Fair parade leader has local ag history

SMITHFIELD – A knowledgeable farm-oriented business man and who was knowledgeable of 4-H and growing livestock while still in his teens has been named grand marshal of the Jefferson County Fair parade.

When introduced by Linda Daily, fair board secretary, at the opening ceremonies earlier this week, Gil Boring received a standing ovation. He cut the ribbon for the start of the 142nd event and will ride in the grand parade to be held at 10 a.m. Saturday with all his family.

Boring joined 4-H in the 1940s, having sheep and steers in competition. In the 1950s, he and Bob Scott started a tractor club, and in 1957, his love of tractors and farm equipment became his occupation at Kuester’s Implement at 1436 state Route 152, Bloomingdale.
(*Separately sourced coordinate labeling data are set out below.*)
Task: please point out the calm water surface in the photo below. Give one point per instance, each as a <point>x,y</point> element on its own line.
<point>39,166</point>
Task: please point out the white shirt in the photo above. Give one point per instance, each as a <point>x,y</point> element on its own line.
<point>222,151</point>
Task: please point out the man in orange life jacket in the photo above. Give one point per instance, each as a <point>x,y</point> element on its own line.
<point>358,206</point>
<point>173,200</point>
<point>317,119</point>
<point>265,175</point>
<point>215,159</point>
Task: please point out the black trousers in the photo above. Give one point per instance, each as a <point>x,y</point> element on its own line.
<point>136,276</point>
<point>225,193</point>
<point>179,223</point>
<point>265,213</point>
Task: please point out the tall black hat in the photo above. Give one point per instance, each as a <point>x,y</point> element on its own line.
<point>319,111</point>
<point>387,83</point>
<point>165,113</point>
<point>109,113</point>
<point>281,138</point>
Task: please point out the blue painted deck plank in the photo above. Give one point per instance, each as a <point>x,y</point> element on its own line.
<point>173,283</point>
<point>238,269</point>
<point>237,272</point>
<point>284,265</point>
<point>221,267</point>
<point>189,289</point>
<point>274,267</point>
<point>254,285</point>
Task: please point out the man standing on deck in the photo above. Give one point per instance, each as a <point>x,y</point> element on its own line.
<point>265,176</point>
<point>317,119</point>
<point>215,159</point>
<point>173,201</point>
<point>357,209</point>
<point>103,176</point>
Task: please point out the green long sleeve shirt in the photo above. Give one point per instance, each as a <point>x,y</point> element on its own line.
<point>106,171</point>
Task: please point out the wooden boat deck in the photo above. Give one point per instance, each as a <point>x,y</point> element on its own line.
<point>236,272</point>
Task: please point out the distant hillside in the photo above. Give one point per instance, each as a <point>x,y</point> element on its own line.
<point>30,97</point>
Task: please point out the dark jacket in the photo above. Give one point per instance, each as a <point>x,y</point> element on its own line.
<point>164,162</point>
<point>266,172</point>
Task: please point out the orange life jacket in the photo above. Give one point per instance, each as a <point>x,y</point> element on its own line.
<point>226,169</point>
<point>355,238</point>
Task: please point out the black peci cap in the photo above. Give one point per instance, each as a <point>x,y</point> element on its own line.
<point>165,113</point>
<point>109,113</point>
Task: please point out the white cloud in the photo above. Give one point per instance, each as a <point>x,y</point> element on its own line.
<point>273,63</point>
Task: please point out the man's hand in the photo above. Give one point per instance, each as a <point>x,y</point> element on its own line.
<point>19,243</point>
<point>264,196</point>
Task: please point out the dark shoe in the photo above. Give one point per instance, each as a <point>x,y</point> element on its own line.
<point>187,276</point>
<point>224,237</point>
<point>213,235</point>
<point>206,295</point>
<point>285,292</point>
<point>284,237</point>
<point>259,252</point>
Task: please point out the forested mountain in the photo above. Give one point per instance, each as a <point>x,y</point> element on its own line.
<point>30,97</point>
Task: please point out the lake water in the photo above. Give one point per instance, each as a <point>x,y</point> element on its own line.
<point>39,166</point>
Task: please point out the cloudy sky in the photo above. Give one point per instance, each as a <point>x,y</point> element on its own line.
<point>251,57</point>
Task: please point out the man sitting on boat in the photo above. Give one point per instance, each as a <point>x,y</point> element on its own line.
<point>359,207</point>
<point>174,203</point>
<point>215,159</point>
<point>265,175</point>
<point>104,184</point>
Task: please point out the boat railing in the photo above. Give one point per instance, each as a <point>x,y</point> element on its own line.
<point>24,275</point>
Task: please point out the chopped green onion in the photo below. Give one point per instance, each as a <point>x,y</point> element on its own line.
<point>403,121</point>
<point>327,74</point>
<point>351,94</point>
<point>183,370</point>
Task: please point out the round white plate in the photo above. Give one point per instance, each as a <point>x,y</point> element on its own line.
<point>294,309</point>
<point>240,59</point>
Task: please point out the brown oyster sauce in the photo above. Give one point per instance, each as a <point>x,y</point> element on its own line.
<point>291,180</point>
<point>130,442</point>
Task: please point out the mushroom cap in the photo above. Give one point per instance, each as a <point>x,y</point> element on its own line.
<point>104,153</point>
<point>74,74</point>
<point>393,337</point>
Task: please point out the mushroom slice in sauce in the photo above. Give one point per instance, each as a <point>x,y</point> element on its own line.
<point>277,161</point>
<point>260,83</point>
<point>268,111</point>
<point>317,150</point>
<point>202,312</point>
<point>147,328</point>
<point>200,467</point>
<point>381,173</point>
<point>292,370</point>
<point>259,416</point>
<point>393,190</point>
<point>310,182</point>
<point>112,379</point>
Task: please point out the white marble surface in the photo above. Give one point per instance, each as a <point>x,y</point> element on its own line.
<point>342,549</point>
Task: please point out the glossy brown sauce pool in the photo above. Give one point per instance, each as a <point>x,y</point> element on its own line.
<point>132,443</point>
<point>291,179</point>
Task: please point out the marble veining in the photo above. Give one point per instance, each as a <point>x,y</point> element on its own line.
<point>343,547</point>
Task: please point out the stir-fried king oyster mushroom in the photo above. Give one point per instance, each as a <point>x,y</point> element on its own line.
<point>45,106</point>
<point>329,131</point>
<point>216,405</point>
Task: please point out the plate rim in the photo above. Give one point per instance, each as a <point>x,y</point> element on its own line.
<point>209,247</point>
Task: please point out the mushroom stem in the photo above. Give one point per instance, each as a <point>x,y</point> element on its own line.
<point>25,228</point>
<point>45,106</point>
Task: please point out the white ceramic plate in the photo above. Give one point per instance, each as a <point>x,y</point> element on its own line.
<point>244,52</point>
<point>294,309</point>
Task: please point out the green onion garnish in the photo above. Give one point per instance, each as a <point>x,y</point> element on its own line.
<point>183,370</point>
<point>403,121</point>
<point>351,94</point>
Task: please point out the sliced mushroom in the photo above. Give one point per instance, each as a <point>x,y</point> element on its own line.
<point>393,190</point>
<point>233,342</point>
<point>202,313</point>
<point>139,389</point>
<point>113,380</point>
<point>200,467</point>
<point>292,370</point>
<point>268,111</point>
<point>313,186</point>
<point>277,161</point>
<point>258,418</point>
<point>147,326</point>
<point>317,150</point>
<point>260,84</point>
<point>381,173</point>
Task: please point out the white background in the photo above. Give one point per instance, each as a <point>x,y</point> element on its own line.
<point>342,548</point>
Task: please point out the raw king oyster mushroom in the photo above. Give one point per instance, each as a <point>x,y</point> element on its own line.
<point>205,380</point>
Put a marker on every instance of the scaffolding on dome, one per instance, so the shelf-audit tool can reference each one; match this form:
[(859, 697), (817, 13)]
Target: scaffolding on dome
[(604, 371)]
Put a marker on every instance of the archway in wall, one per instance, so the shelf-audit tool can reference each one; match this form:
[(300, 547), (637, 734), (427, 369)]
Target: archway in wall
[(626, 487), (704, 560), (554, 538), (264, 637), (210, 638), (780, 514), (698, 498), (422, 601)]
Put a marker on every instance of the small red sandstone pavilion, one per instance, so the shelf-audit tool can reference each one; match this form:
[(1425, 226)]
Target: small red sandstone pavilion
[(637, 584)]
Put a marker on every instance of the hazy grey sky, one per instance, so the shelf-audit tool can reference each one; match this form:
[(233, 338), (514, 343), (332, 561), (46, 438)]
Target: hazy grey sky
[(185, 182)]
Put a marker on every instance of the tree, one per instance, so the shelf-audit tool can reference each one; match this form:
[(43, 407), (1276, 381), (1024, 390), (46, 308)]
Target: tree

He became a member of the 4-H Committee in the 1960s, and in the 1970s, he joined the junior fair board.

There were many additions to the fair that made a move to Friendship Park in the early 1980s and Boring was part of that. A kitchen and four livestock structures were built on the property that housed only tents in its first years. The building to be used by the 4-H committee for a sit-down restaurant was built with donations from the Albert and Mary Schiappa Foundation, Schiappa Coal and Anthony Mining Co. Labor was furnished by the Jefferson County Joint Vocational School. There were four livestock barns built to take the place of four tents.

The Jefferson Beautification System gazebo was built for entertainment and for opening ceremonies and little did the board realize that it would be used for many wedding ceremonies through the years.

With Boring’s knowledge and love of tractors and trucks it was only logical that he would be the chairman of that department. There were four pulls scheduled for the six-day fair in 1986, and even a child’s pedal tractor pull for the little ones.

Antique farm equipment was on display and Boring and Ray Hilderbrand helped to start a wheat threshing demonstration at the fair for those who remembered that type of farming.

Mud bogs also were started at that time, and the cars made the mud fly. Scott Campbell was publicity chairman in 1987, when the announcement of mud bogs became the entertainment of the day. And Boring was chairman of the muddy event.

Kuester’s displays of the John Deere tractors and farm equipment were a popular place to meet for farmers and children alike to jump into a seat and pretend to be traveling over the grassy hills.

Daily said it was her favorite place to visit at the fair because of all the green tractors and being greeted by the big guy with the big smile – Gil Boring.

He and his family will likely climb aboard a horse-pulled wagon, not a John Deere tractor, and be greeted by friends and past customers along the parade route this Saturday.